L’ex presidente del Consiglio Giuliano Amato crede che l’Europa federale stia tornando ad essere una soluzione necessaria: “Non è conseguibile la stabilità della moneta unica senza una maggiore integrazione fiscale; non è ottenibile una maggiore integrazione fiscale senza una maggiore integrazione politica. Questa è la riscoperta di ciò che sapevamo da 10 anni”.
Il professor Ingolf Pernice, dell’Università Humbold di Berlino, ha ripreso le parole di Emma Bonino: “L’Europa non dovrà essere un super-stato, dovrà essere un federalismo light. Si tratterebbe più di una federazione di cittadini che di una federazione di stati. Esistono, infatti, dei cittadini europei che stanno diventando il popolo dell’Unione europea”. Il prof. Pernice nota nel dibattito recente un’incomprensione di fondo sulla questione della perdita di sovranità statale: “I nostri stati nazionali non sono in grado di affrontare da soli i problemi che stanno emergendo.

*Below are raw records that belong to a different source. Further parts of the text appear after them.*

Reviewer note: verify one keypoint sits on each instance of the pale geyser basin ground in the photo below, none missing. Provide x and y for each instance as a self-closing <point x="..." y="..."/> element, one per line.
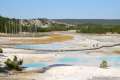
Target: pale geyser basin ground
<point x="78" y="71"/>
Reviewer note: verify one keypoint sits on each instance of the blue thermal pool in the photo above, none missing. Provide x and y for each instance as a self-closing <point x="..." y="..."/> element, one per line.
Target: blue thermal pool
<point x="35" y="65"/>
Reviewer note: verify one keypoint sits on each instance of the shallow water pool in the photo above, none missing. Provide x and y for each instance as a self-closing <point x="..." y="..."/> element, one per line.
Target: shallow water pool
<point x="113" y="61"/>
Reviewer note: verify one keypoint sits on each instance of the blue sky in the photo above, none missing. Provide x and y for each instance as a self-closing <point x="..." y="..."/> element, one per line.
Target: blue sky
<point x="77" y="9"/>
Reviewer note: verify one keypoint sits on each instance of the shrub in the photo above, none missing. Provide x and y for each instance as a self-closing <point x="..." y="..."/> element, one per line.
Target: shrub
<point x="1" y="50"/>
<point x="14" y="64"/>
<point x="104" y="64"/>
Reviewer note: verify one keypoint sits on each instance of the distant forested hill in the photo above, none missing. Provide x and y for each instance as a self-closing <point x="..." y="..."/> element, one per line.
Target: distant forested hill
<point x="93" y="21"/>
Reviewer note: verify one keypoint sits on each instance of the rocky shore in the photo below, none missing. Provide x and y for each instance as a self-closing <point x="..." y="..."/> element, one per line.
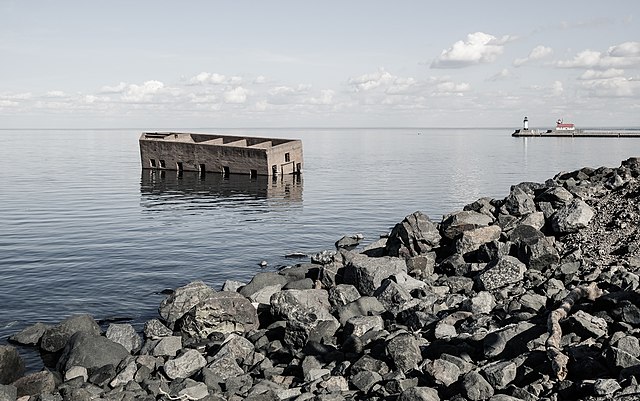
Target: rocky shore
<point x="530" y="297"/>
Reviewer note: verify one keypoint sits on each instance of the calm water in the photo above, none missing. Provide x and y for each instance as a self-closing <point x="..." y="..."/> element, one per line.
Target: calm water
<point x="84" y="229"/>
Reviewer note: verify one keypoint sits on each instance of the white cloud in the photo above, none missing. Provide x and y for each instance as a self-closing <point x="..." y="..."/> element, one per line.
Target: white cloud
<point x="593" y="74"/>
<point x="237" y="95"/>
<point x="538" y="53"/>
<point x="624" y="55"/>
<point x="114" y="89"/>
<point x="207" y="78"/>
<point x="478" y="48"/>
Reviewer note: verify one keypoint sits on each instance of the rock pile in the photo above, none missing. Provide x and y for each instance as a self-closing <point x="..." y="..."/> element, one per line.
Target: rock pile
<point x="532" y="297"/>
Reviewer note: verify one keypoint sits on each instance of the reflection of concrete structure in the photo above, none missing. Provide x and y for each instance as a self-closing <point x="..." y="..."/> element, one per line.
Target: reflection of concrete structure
<point x="182" y="187"/>
<point x="220" y="153"/>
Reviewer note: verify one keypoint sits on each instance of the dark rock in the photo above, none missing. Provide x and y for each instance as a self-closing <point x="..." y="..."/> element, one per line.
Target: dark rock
<point x="362" y="306"/>
<point x="55" y="338"/>
<point x="184" y="365"/>
<point x="348" y="241"/>
<point x="415" y="235"/>
<point x="11" y="364"/>
<point x="476" y="387"/>
<point x="182" y="300"/>
<point x="419" y="394"/>
<point x="519" y="203"/>
<point x="8" y="392"/>
<point x="30" y="335"/>
<point x="370" y="272"/>
<point x="572" y="217"/>
<point x="404" y="351"/>
<point x="91" y="351"/>
<point x="35" y="384"/>
<point x="223" y="312"/>
<point x="155" y="330"/>
<point x="456" y="223"/>
<point x="125" y="335"/>
<point x="502" y="272"/>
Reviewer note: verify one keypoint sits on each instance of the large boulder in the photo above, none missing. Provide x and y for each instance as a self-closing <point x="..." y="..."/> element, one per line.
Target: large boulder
<point x="182" y="300"/>
<point x="91" y="351"/>
<point x="222" y="312"/>
<point x="307" y="313"/>
<point x="415" y="235"/>
<point x="456" y="223"/>
<point x="502" y="272"/>
<point x="534" y="249"/>
<point x="11" y="364"/>
<point x="572" y="217"/>
<point x="368" y="273"/>
<point x="55" y="338"/>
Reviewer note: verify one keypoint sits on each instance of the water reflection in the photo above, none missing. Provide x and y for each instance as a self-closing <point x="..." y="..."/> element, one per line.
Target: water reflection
<point x="209" y="190"/>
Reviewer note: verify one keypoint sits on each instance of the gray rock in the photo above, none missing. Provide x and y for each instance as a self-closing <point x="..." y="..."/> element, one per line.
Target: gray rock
<point x="421" y="266"/>
<point x="342" y="294"/>
<point x="182" y="300"/>
<point x="589" y="325"/>
<point x="35" y="384"/>
<point x="359" y="325"/>
<point x="456" y="223"/>
<point x="365" y="380"/>
<point x="519" y="203"/>
<point x="223" y="312"/>
<point x="8" y="392"/>
<point x="125" y="375"/>
<point x="348" y="241"/>
<point x="184" y="365"/>
<point x="534" y="248"/>
<point x="404" y="351"/>
<point x="30" y="335"/>
<point x="91" y="351"/>
<point x="155" y="330"/>
<point x="125" y="335"/>
<point x="482" y="302"/>
<point x="392" y="296"/>
<point x="476" y="387"/>
<point x="55" y="338"/>
<point x="415" y="235"/>
<point x="502" y="272"/>
<point x="363" y="306"/>
<point x="572" y="217"/>
<point x="471" y="240"/>
<point x="261" y="281"/>
<point x="11" y="364"/>
<point x="419" y="394"/>
<point x="500" y="374"/>
<point x="168" y="346"/>
<point x="370" y="272"/>
<point x="443" y="372"/>
<point x="606" y="386"/>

Non c’è una perdita di potere ma un trasferimento di potere nell’interesse del popolo europeo”.
A concludere il convegno è stato Romano Prodi, che ha ricordato innanzitutto come “la parola federale negli ultimi tempi della mia Commissione fosse diventata una parola sporca, impronunciabile. Ora siamo arrivati al momento del sì o del no”. L’ex premier si è detto ottimista sull’esito finale di questa battaglia europea: “Il mondo degli affari è troppo integrato per potersi disintegrare, e questo è uno dei punti forti da utilizzare. Ci sono anche delle spinte esterne verso l’unione europea: i paesi extraeuropei sono riluttanti ad investire in Europa per tutto questo caos che abbiamo. Anche Obama spinge in modo positivo, il governo americano è terrorizzato da una possibile crisi europea”. Ma la forza che mette maggiormente a rischio la moneta europea è rappresentata dalla speculazione: “La speculazione è così forte essendo più forte dei singoli stati nazionali” ha sottolineato Prodi. Per queste ragioni è necessario creare un soggetto unitario.
Il convegno “Europa federale, unica via d'uscita?” non poteva che concludersi, dunque, con la speranza che quel punto interrogativo si trasformi presto in punto esclamativo.